Secretary of State Mike Pompeo met with Taliban representatives in Doha, Qatar in February 2020. The resulting conditional peace treaty stipulated that the US would withdraw its troops over the course of 14 months. The talks between the Taliban and the Afghan government hinged around a disputed prisoner exchange, and Taliban violence against Afghan troops ultimately increased by 70 per cent in the aftermath. In December 2020, both sides agreed to work towards their own peace deal. Afghan governmental support is not unanimous however, and some officials also hope that Biden will pull out of the deal. The Taliban themselves said in July of 2019 that they were unwilling to cooperate with a “western puppet,” and doubts remained as to their intent to honour these commitments.
Caught in the middle of these talks are the Afghan people, who have suffered through four decades of incessant conflict. Among the population of urban areas, certain politicians, residents, and activists expressed grievances at the prospect of a settlement with the Taliban. When interviewed by AP last February, activist Zahra Husseini said the following: “I don’t trust the Taliban, and remember how they suppressed women when they were ruling.” The Taliban, however, enjoy support in the more rural peripheries of Afghanistan. Sohail Shaheen, a Taliban spokesman, expressed in an interview with NBC that the United States was fighting against the nation of Afghanistan as a whole, and characterized the Afghan Government as a foreign occupying force.

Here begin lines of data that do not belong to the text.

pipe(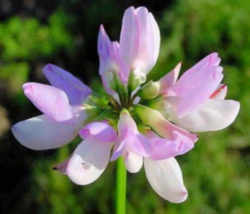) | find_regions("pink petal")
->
[66,140,112,185]
[23,83,73,121]
[144,158,188,203]
[136,105,198,143]
[79,122,117,142]
[43,64,91,105]
[11,111,86,150]
[173,53,223,117]
[120,7,160,74]
[210,84,227,100]
[160,62,181,96]
[174,99,240,132]
[98,25,129,95]
[147,131,195,160]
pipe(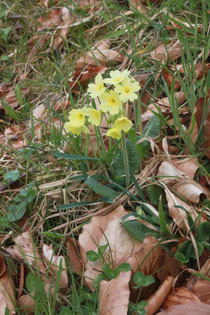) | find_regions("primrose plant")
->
[64,70,140,185]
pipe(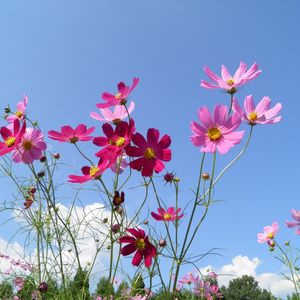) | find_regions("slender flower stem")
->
[198,126,254,204]
[173,152,205,299]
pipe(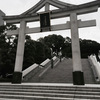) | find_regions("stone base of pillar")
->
[12,72,22,84]
[73,71,85,85]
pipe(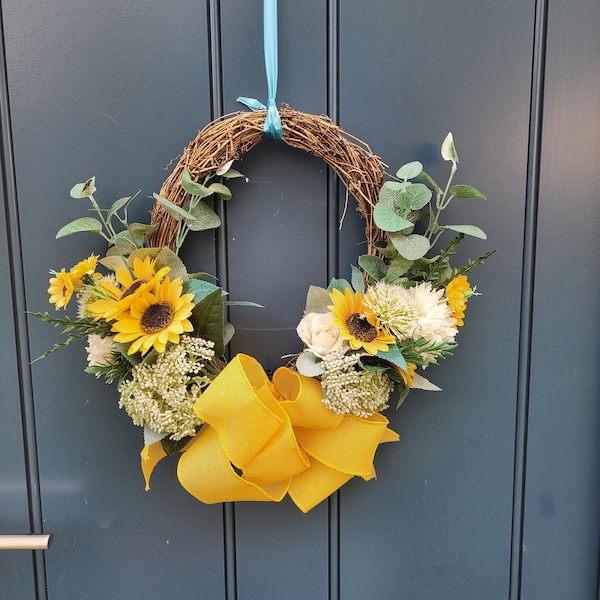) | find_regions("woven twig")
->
[149,106,385,254]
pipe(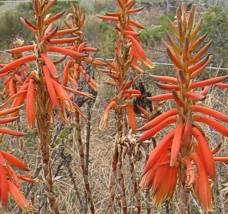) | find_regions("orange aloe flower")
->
[99,0,153,132]
[0,1,96,127]
[0,106,33,210]
[138,4,228,211]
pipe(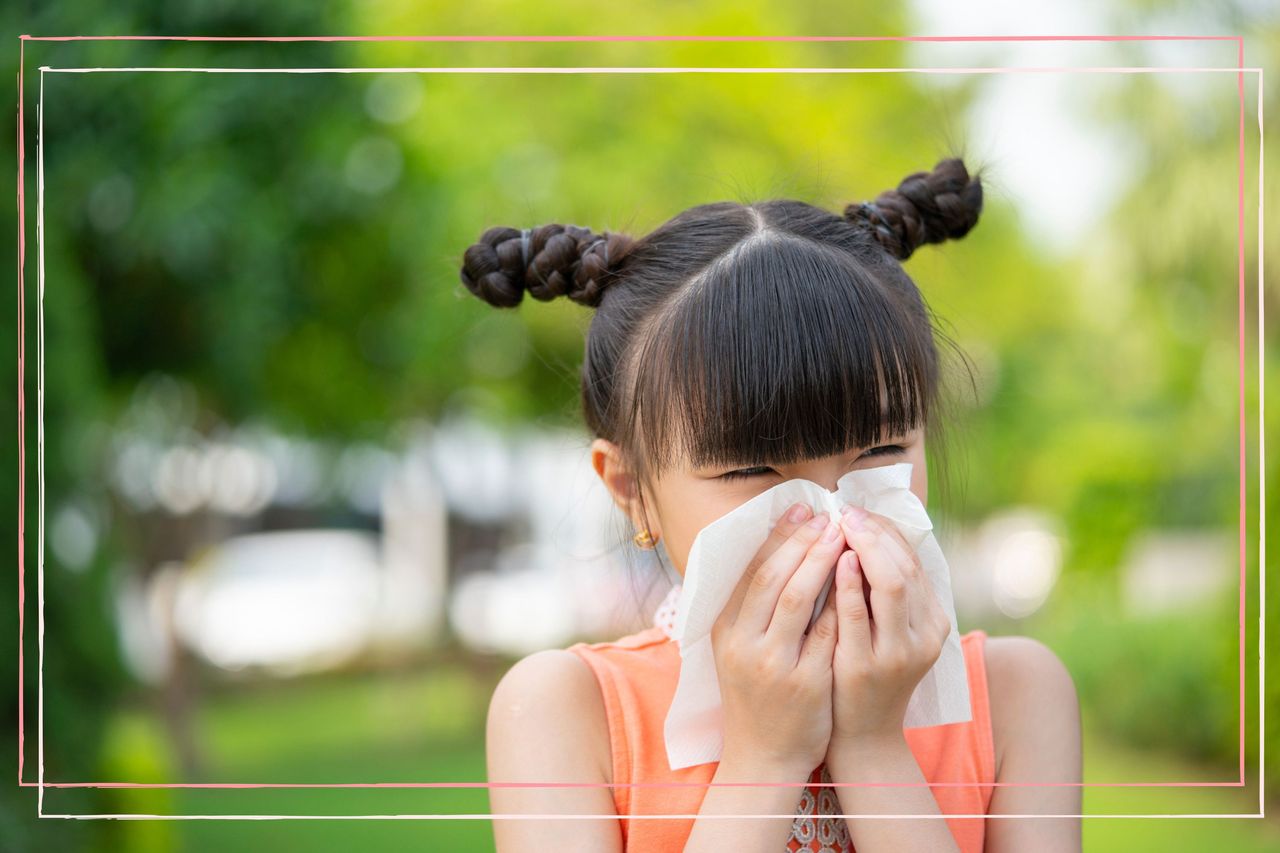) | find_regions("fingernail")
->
[787,503,809,524]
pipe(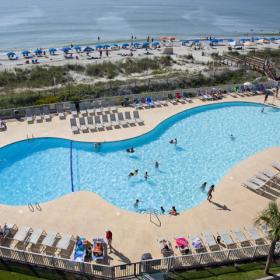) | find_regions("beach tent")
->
[61,47,72,53]
[74,46,82,52]
[84,46,94,53]
[34,49,43,55]
[49,48,57,55]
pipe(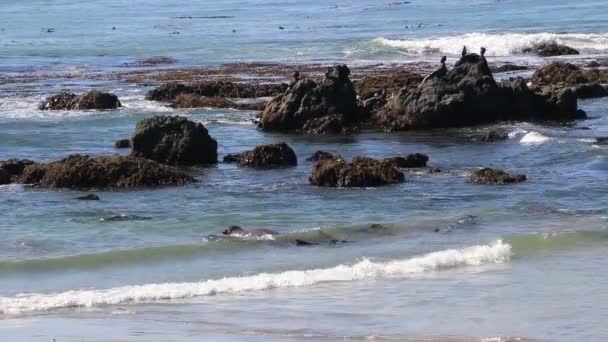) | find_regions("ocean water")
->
[0,0,608,342]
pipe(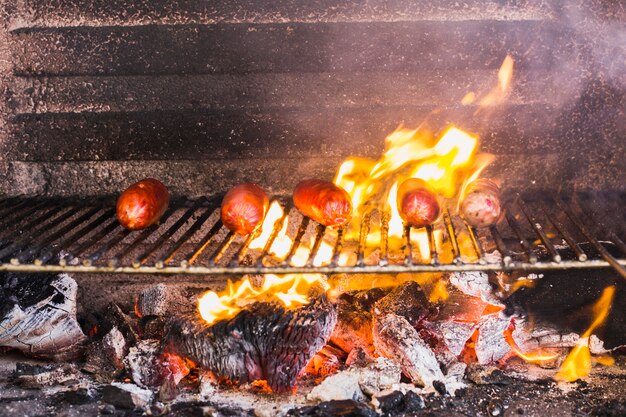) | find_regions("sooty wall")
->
[0,0,626,195]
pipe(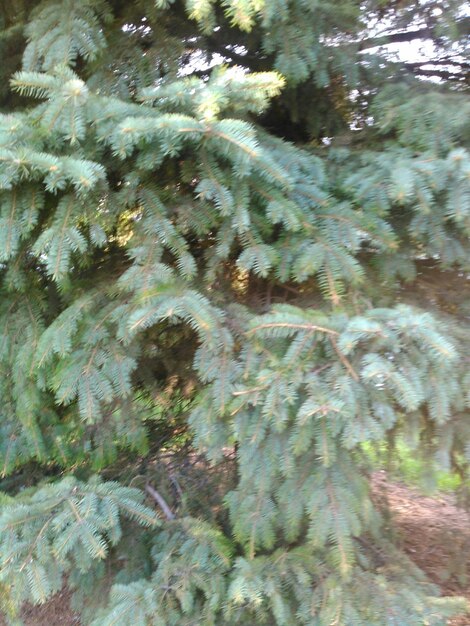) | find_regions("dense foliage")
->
[0,0,470,626]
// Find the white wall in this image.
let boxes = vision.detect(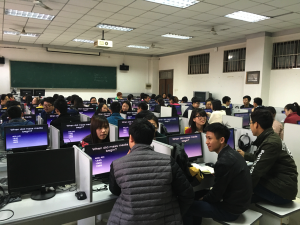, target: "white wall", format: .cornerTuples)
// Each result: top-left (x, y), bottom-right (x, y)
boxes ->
(0, 44), (158, 99)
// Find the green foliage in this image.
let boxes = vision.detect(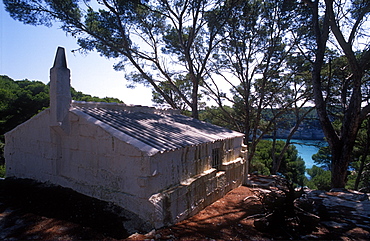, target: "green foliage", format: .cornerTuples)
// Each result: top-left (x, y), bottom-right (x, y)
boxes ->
(250, 140), (306, 185)
(307, 165), (331, 191)
(0, 76), (122, 137)
(199, 106), (241, 131)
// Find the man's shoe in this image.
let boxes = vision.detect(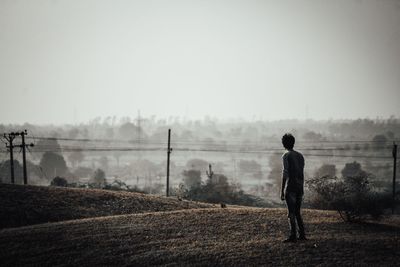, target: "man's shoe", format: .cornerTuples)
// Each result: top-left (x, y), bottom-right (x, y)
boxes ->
(299, 235), (308, 241)
(283, 236), (297, 243)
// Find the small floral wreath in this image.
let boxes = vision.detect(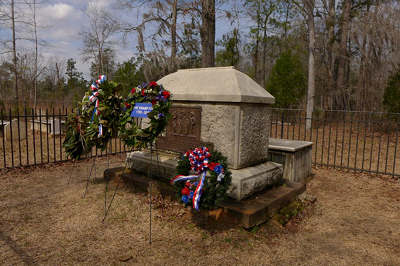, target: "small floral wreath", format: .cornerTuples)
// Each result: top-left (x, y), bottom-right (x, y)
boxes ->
(119, 81), (171, 149)
(171, 147), (231, 210)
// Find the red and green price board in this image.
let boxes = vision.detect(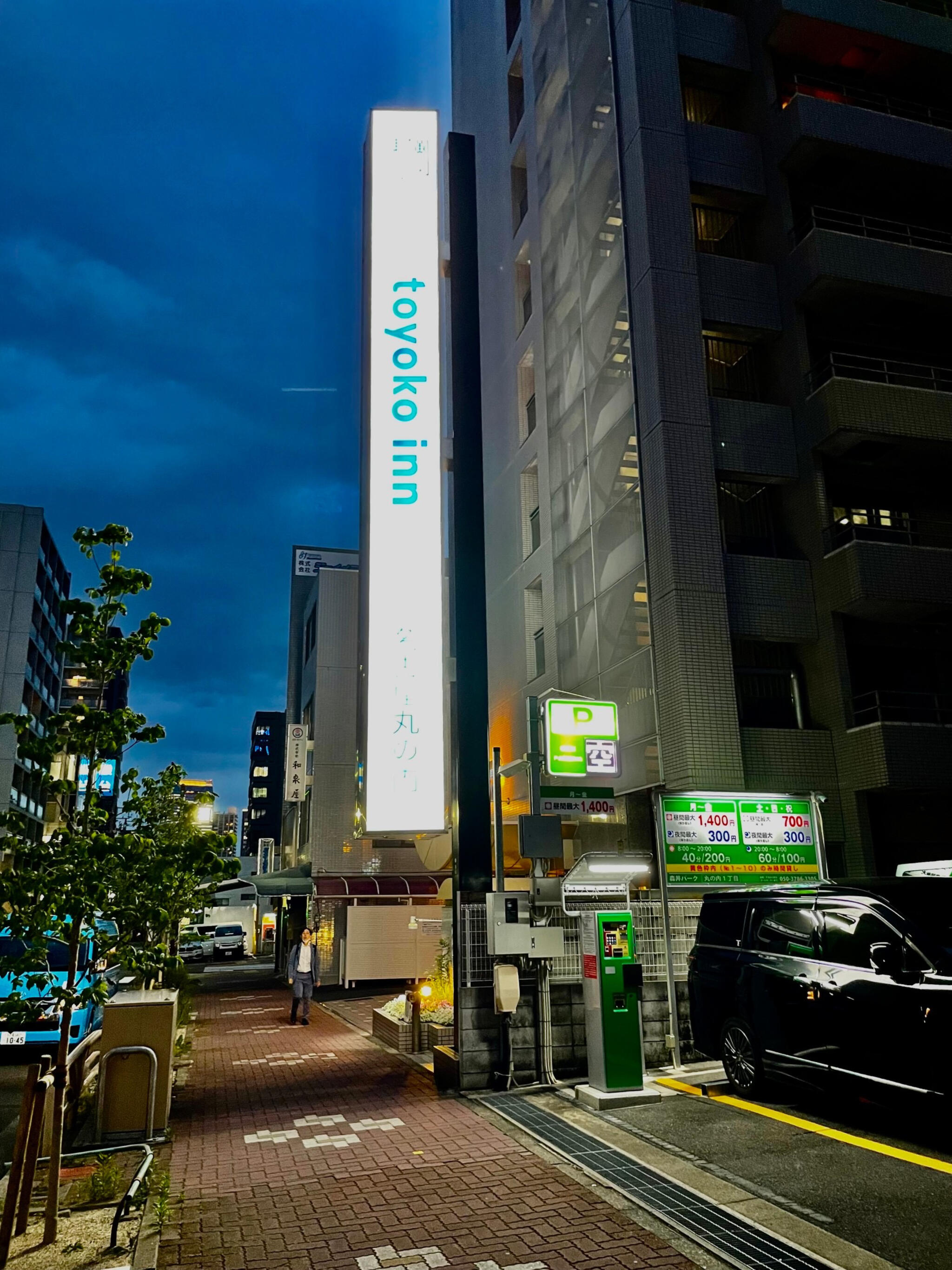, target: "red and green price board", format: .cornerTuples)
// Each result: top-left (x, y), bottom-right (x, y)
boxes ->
(659, 794), (820, 886)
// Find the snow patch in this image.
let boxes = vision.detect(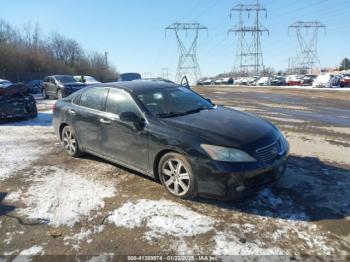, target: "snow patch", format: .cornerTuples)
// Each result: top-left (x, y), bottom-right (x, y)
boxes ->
(0, 112), (54, 181)
(107, 199), (214, 240)
(12, 167), (116, 227)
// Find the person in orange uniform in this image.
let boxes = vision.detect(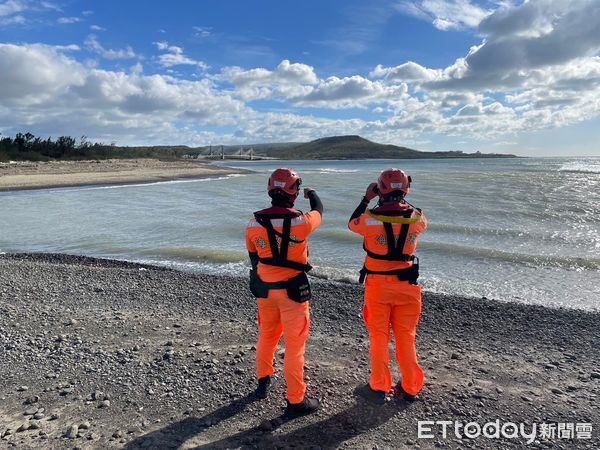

Two decades of war is possibly too long for the US. Trump’s latest secretary of defence, Chris Miller, has already planned the withdrawal of troops to reach the 2,500 benchmark by January 2021, a plan which could seal America’s future in Afghanistan. In practice, Biden may be the one to wrap up Trump’s withdrawal plan. Despite hopes among Afghan government officials that the US will reverse course, he has few cards left to play in this game. It is unlikely he will choose to increase the number of troops post-withdrawal, as doing so would risk escalating the war again, a prospect which his voter base is almost unanimously against. Indeed, 69 per cent of Democrats believe the war was a mistake. Biden was also one of the strongest voices against increasing military support in Afghanistan during his time as Vice-President. Earlier this year, he received criticism from Afghans for stating that “there’s no possibility of uniting Afghanistan,” during a Democratic debate. This has led some experts to suggest that “leaving Afghanistan has never been more compelling.” From an American perspective, Trump created a situation where rearming is extremely costly, and leaving is cheaper than it has ever been. Yet a full withdrawal would mean leaving Afghanistan in the hands of two factions that have a history of conflict, spelling out an uncertain future.
Ultimately, the consequences of withdrawal will be felt most strongly by the Afghan people, who are facing a worrying future. Compelling the Taliban to sign a treaty is a complicated process, and there is no guarantee they will abide by its provisions once the US is out of the picture. For the Taliban, this will be “closing a chapter,” but for others, it might feel more like abandonment.